Ok, I merged it. Enjoy.

On Tuesday, June 14, 2016 at 8:53:26 PM UTC+2, jean-pierre both wrote:
>
> Hi,
>
> The fix is really great, thank you for the analysis and the fix.
> Thanks you
>
> Le lundi 13 juin 2016 20:19:26 UTC+2, Kristoffer Carlsson a écrit :
>>
>> Please try https://github.com/JuliaStats/Distances.jl/pull/44
>>
>> On Monday, June 13, 2016 at 8:14:01 PM UTC+2, Mauro wrote:
>>>
>>> > function myjaccard2(a::Array{Float64,1}, b::Array{Float64,1}) 
>>> >     num = 0. 
>>> >     den = 0. 
>>> >     for I in 1:length(a) 
>>> >         @inbounds ai = a[I] 
>>> >         @inbounds bi = b[I] 
>>> >         num = num + min(ai,bi) 
>>> >         den = den + max(ai,bi) 
>>> >     end 
>>> >     1. - num/den 
>>> > end 
>>> > 
>>> > 
>>> > 
>>> > function testDistances2(v1::Array{Float64,1}, v2::Array{Float64,1}) 
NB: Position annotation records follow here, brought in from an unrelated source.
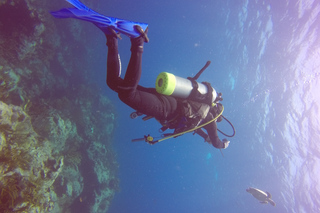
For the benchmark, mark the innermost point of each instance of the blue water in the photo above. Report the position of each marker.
(266, 61)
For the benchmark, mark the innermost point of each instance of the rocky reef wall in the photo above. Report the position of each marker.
(55, 128)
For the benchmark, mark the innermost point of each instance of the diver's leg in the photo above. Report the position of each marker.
(133, 73)
(113, 79)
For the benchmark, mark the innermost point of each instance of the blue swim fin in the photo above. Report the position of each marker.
(83, 12)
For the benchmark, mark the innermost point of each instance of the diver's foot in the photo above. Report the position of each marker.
(142, 33)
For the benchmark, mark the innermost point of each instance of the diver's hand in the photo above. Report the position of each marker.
(225, 143)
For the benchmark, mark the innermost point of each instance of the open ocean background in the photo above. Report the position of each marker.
(266, 61)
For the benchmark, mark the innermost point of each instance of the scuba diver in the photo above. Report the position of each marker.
(185, 111)
(168, 110)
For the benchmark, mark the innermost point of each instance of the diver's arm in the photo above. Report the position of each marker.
(202, 133)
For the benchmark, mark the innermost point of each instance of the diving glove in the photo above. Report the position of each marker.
(226, 143)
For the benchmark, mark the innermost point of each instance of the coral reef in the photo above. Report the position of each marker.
(55, 129)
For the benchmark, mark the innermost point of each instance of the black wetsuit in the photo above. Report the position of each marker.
(146, 100)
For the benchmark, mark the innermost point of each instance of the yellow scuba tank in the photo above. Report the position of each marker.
(169, 84)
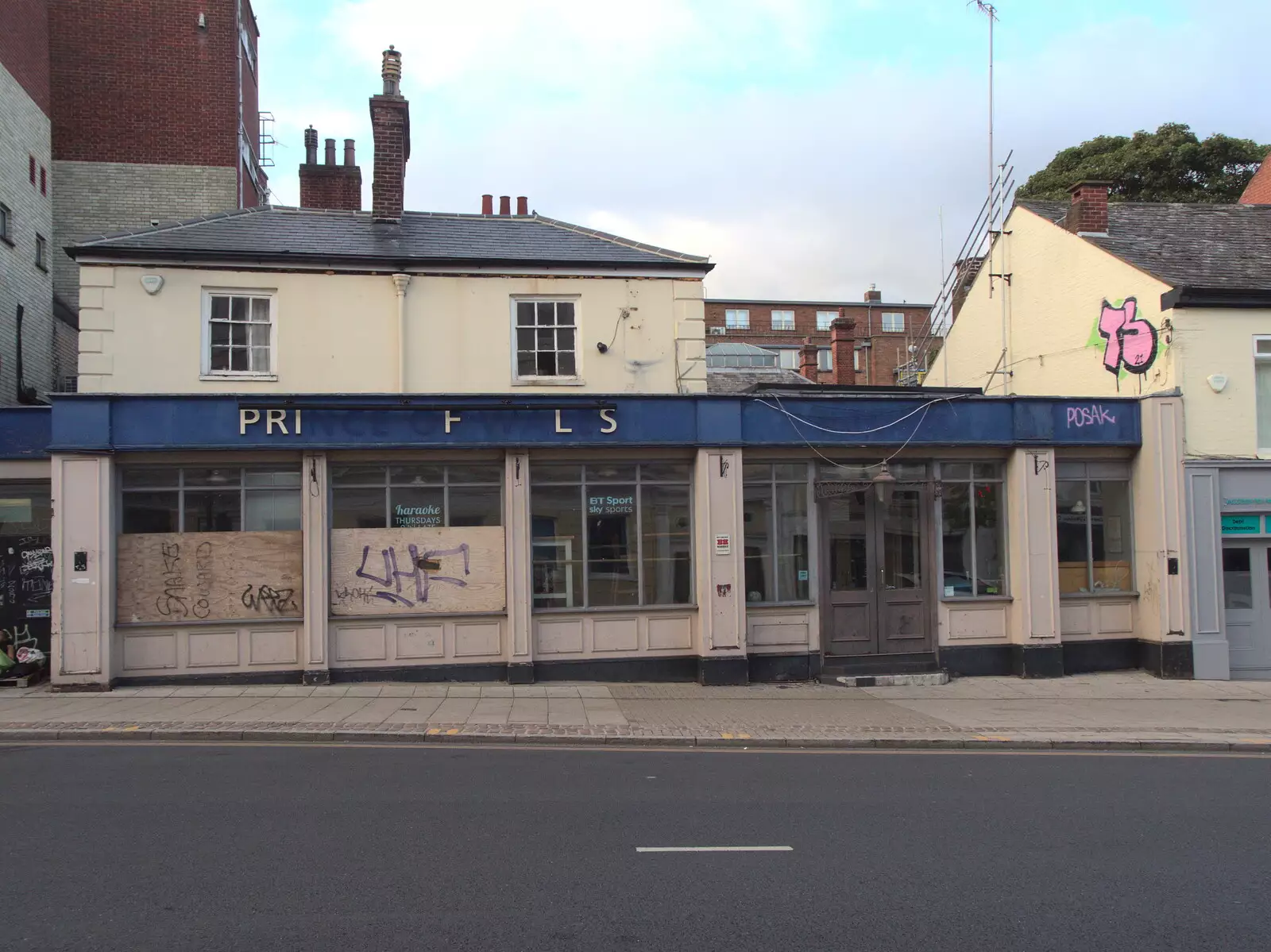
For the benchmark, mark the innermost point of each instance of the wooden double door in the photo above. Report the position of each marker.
(879, 592)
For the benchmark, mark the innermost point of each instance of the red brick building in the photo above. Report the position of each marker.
(883, 332)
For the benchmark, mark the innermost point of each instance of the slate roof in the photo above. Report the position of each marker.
(749, 379)
(308, 235)
(1215, 247)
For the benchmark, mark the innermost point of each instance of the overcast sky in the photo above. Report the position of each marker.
(809, 146)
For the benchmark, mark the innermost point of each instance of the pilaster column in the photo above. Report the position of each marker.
(721, 569)
(83, 543)
(518, 572)
(1035, 632)
(317, 566)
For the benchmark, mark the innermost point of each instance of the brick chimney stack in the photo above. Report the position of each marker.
(391, 126)
(327, 184)
(807, 360)
(1088, 214)
(843, 345)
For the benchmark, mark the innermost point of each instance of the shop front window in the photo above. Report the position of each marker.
(1092, 507)
(416, 496)
(775, 515)
(972, 533)
(612, 534)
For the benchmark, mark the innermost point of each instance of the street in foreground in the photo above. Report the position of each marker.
(207, 846)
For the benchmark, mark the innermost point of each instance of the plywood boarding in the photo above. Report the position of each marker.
(169, 577)
(413, 571)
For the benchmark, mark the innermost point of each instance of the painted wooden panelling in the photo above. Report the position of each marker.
(415, 571)
(173, 577)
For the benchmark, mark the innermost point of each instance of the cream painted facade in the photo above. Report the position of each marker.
(340, 332)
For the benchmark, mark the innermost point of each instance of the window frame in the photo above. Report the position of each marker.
(813, 525)
(388, 486)
(181, 488)
(205, 368)
(1097, 472)
(575, 379)
(585, 542)
(783, 326)
(972, 480)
>>> >     for i in 1:50000 
>>> >         myjaccard2(v1,v2) 
>>> >     end 
>>> > end 
>>>
>>> I recommend using the values returned for something, otherwise the 
>>> compiler sometimes eliminates the loop (but not here): 
>>>
>>> julia> function testDistances2(v1::Array{Float64,1}, 
>>> v2::Array{Float64,1}) 
>>>            out = 0.0 
>>>            for i in 1:50000 
>>>                out += myjaccard2(v1,v2) 
>>>            end 
>>>            out 
>>>        end 
>>>
>>> > @time testDistances2(v1,v2) 
>>> > machine   3.217329 seconds (200.01 M allocations: 2.981 GB, 19.91% gc 
>>> time) 
>>>
>>> I cannot reproduce this, when I run it I get no allocations: 
>>>
>>> julia> v2 = rand(10^4); 
>>>
>>> # warm-up 
>>> julia> @time testDistances2(v1,v2) 
>>>   3.604478 seconds (8.15 k allocations: 401.797 KB, 0.42% gc time) 
>>> 24999.00112162811 
>>>
>>> julia> @time testDistances2(v1,v2) 
>>>   3.647563 seconds (5 allocations: 176 bytes) 
>>> 24999.00112162811 
>>>
>>> What version of Julia are you running. Me 0.4.5. 
>>>
>>> > function myjaccard5(a::Array{Float64,1}, b::Array{Float64,1}) 
>>> >     num = 0. 
>>> >     den = 0. 
>>> >     for I in 1:length(a) 
>>> >         @inbounds ai = a[I] 
>>> >         @inbounds bi = b[I] 
>>> >         abs_m = abs(ai-bi) 
>>> >         abs_p = abs(ai+bi) 
>>> >         num += abs_p - abs_m 
>>> >         den += abs_p + abs_m 
>>> >     end 
>>> >     1. - num/den 
>>> > end 
>>> > 
>>> > 
>>> > function testDistances5(a::Array{Float64,1}, b::Array{Float64,1}) 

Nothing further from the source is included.